I spent a good part of the evening talking
with Mike Frame. Mike was a bit of a wild man in high school, testing the
limits of his 1968 big-engine Dodge Charger. But he survived -- including
getting a ticket for doing 137 mph.
Mike ended up with a construction business in central Florida. With two
heart surgeries behind him, he just retired, turning his business over to his
son. Mike is a big personality, and one of the few people who dominates a
discussion to the point that even I have a hard time getting a in a word or two.
He's a big bear of a man, oblivious to
subtleties and nuance. Like
Popeye, "he yam what he yam, and that's all that he yam." I'm not sure Mike and I have much in common anymore.
But I can't help myself. After all these years, I still like the guy.
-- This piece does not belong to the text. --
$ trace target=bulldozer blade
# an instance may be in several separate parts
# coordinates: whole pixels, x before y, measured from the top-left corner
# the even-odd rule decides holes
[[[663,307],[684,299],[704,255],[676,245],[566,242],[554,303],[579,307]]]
I hope to sit down with him over beers again some day.
There were two somber moments during the
evening. The first is to be expected. In a corner of the room was the poster
with the photos of all our classmates who have passed away. I stood looking at
it with Portia. Her best friend's photo was there, a victim of cancer. I
recognize maybe a dozen photos and names. All those young faces staring back at
our no longer young eyes. By the
50th Anniversary there certainly will be more of those once young faces on that
board. It is the way of life. And
time.
The other moment was a long discussion I had
with a classmate who had recently battled cancer. She was a sparkling sprite of
a girl, full of life and energy. Her experience with cancer, her parent's
strokes, and the aftermath in which people she had always counted upon had
turned their back on her, have sapped much of the joy of life she always exuded.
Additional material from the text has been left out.